A Snapshot of a December Morning

It’s December 30th, and still not even noon. I’m playing over this morning’s events in my mind as I sit in my room playing Free Cell on the computer, stepping outside my life for just a second to relax and reflect.

I woke late, having been excused from work the night before by my boss to spend the day with my family. By late, I mean 7:30 AM. I was a bit apprehensive. I knew my family would be killing a pig to celebrate New Year’s a day early, because tomorrow we’ll be partying it up in Apuela proper, and presumably (as in, they’ve all but told me they will be) the rest of my family will be too drunk to tell a pig from a cow, hence making the big meal today to avoid any unfortunate livestock catastrophes. It wasn’t long before I was dressed and ready to go assist in whatever way I could, which turned out just to be videoing the long, drawn out process of preparation.

My dad led the doomed pig away from the chanchera, the pig house, as I followed dutifully with video camera in hand.

Already, my stomach was sinking. I’m not big on death. Or blood. Or killing. It was bad enough watching Alberto’s dad do in the cuyes (guinea pigs), and I didn’t have to film that. So as I followed my dad to the execution site, my mind was already filling with gruesome images of dead, bleeding pigs. The shrieking of the pig began as my dad flipped it over, and began to tie its legs, and then its mouth shut. The noise is best described as the noise a pterodactyl  would make if it were lit on fire and beat repeatedly with a baseball bat. It did not stop making that noise until it died, fifteen minutes later. Dad plunged in the knife, and thus began the slow process of killing the pig, as both my mom and dad fight to keep the pig from struggling and dig around in its belly with the knife, looking for the heart. We’d discover later while dissecting the innards that they’d basically missed the heart entirely, and that’s why it took so long for the poor creature to die. I stopped filming eight minutes in, due to squeamishness. After its death, my dad took the rough equivalent of a flamethrower to the dead animal, incinerating in minutes all of its hair, and thus preparing the skin to be eaten, after being washed, of course.

The washing and dissection went uneventfully. It wasn’t long before I was in the kitchen, surrounded by my grandma, my grandmother-in-law, and my aunt, all hounding after me. I had finally gotten rid of most of the special treatment my family had given me in the beginning, but with the arrival of my grandmother-in-law and the last of my 6 aunts and uncles, the treatment had begun again, much to my extreme frustration, as my mom and grandma yielded to their wishes to lift me back on the pedestal of being a foreign guest. Things like serving me first, and giving me the best chair, and preparing my coffee, with a ton of sugar, for me, and not listening when I objected: all exactly the kind of things I had worked so, so hard to stop, and here they were again, as I gnawed on the pig skin and mote (corn) they’d given me, even after I’d said I was full and didn’t want any more. Pig skin, for the record, tastes a lot like you’d imagine rubber would taste like.

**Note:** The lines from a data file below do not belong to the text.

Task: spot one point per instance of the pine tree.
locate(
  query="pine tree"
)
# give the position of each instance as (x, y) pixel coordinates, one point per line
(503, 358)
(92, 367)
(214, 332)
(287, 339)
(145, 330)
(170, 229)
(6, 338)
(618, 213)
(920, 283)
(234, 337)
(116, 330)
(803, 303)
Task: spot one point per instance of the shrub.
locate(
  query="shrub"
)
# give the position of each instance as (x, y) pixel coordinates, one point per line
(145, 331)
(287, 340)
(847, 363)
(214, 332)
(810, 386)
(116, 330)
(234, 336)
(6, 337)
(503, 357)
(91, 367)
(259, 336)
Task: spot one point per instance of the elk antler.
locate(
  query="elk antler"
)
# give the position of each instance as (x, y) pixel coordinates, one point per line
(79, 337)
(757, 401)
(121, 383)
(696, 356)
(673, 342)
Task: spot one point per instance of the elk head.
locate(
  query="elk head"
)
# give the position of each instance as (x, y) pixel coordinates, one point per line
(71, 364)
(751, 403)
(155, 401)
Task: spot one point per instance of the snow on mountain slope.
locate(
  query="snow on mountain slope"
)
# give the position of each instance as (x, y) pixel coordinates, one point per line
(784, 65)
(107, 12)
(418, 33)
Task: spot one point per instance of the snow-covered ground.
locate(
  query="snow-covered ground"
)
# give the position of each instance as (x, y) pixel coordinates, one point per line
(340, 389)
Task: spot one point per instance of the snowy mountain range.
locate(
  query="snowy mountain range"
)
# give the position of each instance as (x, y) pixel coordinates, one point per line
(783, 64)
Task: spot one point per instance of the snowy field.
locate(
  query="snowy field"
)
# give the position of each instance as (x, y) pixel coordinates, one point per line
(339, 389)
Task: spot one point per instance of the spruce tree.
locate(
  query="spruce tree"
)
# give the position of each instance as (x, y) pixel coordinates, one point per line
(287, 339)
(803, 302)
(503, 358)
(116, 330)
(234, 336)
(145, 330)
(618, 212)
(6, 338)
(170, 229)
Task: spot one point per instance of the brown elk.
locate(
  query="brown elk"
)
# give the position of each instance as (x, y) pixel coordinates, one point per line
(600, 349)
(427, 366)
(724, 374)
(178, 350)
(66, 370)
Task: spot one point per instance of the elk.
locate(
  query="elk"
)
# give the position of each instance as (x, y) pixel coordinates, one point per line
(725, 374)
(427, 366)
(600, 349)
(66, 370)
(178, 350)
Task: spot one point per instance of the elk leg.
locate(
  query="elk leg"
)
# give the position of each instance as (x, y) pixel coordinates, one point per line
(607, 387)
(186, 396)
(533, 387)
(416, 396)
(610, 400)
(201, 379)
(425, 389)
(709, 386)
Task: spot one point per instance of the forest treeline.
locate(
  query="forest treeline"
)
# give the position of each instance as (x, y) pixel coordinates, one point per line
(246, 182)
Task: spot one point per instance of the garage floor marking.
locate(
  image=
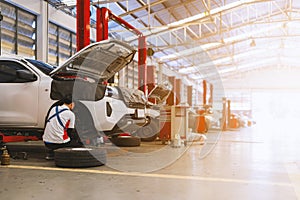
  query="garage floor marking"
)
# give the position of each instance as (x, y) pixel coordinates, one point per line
(151, 175)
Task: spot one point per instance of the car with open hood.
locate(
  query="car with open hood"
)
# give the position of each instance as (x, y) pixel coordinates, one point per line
(29, 88)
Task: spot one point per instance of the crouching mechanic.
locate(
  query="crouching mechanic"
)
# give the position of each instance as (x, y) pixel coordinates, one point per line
(59, 131)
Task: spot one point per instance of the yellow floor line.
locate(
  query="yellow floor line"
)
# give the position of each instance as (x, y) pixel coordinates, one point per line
(150, 175)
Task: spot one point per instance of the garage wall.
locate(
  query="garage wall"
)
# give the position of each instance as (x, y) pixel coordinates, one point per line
(44, 14)
(269, 79)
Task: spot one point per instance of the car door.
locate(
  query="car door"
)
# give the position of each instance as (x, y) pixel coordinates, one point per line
(19, 94)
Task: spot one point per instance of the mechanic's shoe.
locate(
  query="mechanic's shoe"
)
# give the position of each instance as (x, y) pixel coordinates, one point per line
(48, 157)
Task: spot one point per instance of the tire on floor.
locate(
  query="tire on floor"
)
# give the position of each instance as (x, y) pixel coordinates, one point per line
(79, 157)
(149, 132)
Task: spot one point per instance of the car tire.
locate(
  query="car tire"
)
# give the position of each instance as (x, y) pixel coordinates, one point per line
(126, 141)
(149, 132)
(79, 157)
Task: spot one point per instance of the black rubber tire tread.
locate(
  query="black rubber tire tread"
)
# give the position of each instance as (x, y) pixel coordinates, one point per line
(149, 132)
(79, 157)
(126, 141)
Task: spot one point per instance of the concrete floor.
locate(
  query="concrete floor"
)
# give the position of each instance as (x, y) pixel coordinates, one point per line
(261, 162)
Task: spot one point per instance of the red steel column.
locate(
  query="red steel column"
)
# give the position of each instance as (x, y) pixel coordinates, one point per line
(150, 80)
(83, 23)
(211, 95)
(190, 95)
(102, 24)
(178, 91)
(170, 99)
(142, 57)
(204, 92)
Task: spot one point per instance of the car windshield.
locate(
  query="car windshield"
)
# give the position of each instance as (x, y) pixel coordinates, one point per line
(44, 67)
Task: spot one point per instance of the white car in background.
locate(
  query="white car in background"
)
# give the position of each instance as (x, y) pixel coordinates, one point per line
(29, 88)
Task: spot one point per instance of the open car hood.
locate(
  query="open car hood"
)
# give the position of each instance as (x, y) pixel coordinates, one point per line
(100, 60)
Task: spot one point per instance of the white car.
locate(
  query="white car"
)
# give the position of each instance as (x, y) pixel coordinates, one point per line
(29, 88)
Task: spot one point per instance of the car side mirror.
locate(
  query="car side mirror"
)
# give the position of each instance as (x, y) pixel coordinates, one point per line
(26, 75)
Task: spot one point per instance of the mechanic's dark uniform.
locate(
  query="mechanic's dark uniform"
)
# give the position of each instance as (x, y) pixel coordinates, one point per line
(60, 124)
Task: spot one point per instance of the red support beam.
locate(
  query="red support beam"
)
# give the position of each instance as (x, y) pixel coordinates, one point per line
(151, 80)
(190, 95)
(142, 75)
(170, 99)
(102, 23)
(178, 91)
(211, 90)
(83, 23)
(204, 92)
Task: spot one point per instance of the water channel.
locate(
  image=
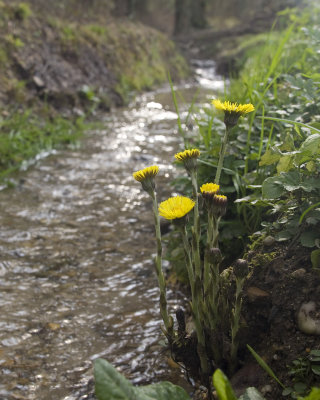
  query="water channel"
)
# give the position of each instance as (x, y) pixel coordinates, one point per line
(76, 244)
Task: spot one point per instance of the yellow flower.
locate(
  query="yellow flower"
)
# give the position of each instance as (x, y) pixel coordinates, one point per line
(220, 204)
(189, 159)
(232, 111)
(146, 178)
(146, 173)
(176, 207)
(187, 154)
(211, 188)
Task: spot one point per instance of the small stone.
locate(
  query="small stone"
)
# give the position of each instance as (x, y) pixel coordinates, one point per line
(52, 326)
(255, 293)
(38, 81)
(298, 273)
(268, 241)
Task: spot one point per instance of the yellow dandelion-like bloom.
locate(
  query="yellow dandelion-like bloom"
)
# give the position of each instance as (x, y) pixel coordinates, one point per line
(232, 111)
(220, 204)
(227, 106)
(211, 188)
(176, 207)
(146, 173)
(187, 154)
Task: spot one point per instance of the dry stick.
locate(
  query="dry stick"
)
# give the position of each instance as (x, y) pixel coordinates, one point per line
(235, 323)
(222, 154)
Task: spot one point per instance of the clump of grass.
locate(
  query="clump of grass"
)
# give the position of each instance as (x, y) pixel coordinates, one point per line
(23, 136)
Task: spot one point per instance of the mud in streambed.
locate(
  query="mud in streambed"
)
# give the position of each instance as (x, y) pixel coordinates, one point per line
(76, 274)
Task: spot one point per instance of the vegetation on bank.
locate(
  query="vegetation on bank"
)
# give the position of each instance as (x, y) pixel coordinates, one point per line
(271, 176)
(53, 69)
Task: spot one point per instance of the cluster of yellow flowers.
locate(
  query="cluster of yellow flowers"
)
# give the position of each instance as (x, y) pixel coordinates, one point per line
(178, 206)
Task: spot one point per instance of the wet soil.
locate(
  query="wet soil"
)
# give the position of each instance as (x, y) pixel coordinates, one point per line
(281, 281)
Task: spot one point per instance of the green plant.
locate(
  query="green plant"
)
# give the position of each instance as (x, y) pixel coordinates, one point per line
(24, 136)
(225, 392)
(209, 289)
(110, 384)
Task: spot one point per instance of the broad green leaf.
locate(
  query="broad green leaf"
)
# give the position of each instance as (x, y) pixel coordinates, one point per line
(251, 394)
(285, 164)
(265, 366)
(110, 384)
(310, 148)
(161, 391)
(272, 187)
(222, 386)
(271, 156)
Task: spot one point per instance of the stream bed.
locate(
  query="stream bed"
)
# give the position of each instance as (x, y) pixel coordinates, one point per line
(77, 280)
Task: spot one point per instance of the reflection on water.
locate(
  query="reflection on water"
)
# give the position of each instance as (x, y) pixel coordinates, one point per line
(76, 275)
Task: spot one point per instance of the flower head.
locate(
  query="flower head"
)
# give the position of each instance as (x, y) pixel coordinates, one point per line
(176, 207)
(210, 188)
(220, 205)
(232, 111)
(146, 177)
(189, 158)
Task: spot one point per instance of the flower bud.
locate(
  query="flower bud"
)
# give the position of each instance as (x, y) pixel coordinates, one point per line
(241, 268)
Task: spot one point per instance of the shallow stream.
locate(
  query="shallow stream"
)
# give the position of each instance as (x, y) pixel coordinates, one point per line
(76, 243)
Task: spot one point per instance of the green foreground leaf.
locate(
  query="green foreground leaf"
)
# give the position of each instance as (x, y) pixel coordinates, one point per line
(265, 366)
(222, 386)
(110, 384)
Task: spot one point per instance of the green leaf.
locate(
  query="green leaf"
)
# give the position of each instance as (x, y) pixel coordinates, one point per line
(251, 394)
(161, 391)
(315, 258)
(287, 391)
(287, 121)
(272, 187)
(264, 365)
(285, 163)
(308, 239)
(283, 236)
(222, 386)
(271, 156)
(110, 384)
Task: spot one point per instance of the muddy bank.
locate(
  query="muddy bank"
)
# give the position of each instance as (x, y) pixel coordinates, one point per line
(45, 57)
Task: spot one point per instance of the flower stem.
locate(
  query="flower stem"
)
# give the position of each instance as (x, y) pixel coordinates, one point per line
(222, 154)
(196, 226)
(167, 320)
(196, 294)
(235, 322)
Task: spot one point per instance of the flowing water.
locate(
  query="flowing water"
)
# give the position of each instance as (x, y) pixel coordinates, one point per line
(76, 242)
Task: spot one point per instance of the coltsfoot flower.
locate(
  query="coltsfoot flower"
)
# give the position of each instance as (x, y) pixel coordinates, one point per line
(209, 188)
(220, 205)
(189, 158)
(146, 177)
(232, 111)
(176, 207)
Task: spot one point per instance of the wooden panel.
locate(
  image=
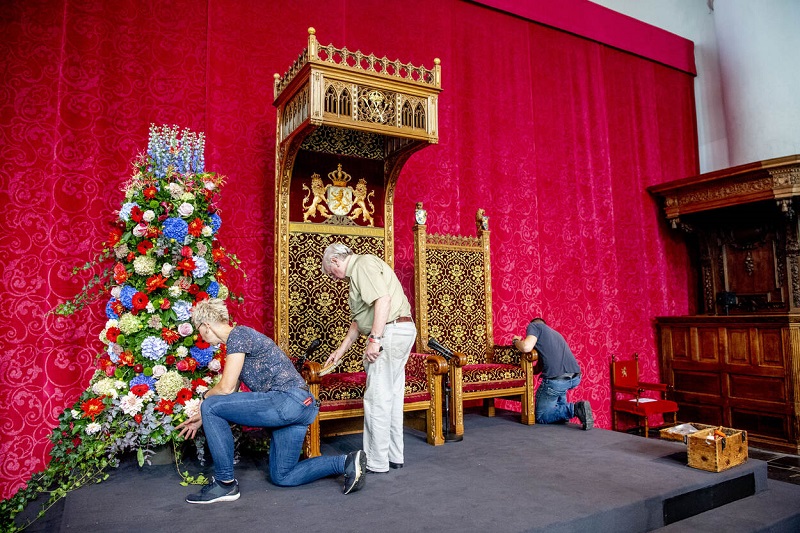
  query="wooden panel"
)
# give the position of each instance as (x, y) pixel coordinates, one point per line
(738, 346)
(770, 425)
(698, 382)
(680, 343)
(708, 345)
(771, 352)
(757, 387)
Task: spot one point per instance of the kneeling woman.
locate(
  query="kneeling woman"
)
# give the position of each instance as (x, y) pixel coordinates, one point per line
(279, 400)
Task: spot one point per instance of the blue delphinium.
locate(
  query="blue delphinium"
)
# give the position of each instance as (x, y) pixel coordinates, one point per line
(146, 380)
(203, 356)
(176, 228)
(154, 348)
(126, 296)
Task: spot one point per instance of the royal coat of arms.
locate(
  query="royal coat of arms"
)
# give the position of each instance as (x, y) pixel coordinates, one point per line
(337, 201)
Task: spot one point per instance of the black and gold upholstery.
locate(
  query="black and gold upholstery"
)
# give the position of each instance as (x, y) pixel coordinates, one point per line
(454, 306)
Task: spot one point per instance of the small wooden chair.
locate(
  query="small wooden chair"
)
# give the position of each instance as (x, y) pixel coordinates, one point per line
(626, 394)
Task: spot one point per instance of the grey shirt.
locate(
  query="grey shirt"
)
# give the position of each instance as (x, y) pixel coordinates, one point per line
(554, 352)
(265, 367)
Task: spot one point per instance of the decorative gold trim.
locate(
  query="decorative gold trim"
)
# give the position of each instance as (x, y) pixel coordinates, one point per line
(306, 227)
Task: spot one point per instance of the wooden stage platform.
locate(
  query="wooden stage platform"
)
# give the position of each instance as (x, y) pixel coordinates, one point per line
(503, 477)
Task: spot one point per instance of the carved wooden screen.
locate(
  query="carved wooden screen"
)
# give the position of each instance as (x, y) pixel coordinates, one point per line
(454, 299)
(318, 307)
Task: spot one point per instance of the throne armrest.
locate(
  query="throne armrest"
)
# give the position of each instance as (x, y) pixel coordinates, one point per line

But then I’m outside again, talking with my uncle, the one who came with my overbearing aunt, and I’m struck by how absolutely grateful I am that he’s here. No one in my family, not one of my five other uncles or aunts, my parents, or my cousins, has ever showed an interest in talking to me and learning about my life and teaching me about Ecuador like he has. And he’s only been here a little more than a day, and before long, he’ll leave. But that doesn’t matter, because we’re having a great conversation about how the foods are different between the US and Ecuador, and about his life near an active volcano that’s currently erupting, and all sorts of cool things that’d I’d always hoped I’d get to talk about.

And now I’m here, and it’s still not even noon. The full days in Ecuador are full. (I’ll go on to pick guavas with my uncle and cousins, have a delightful lunch of the best pork I’ve ever tasted, and witness my mom take back control of the kitchen, and nullify the special treatment once more. Full days in Ecuador only get fuller as time goes on.)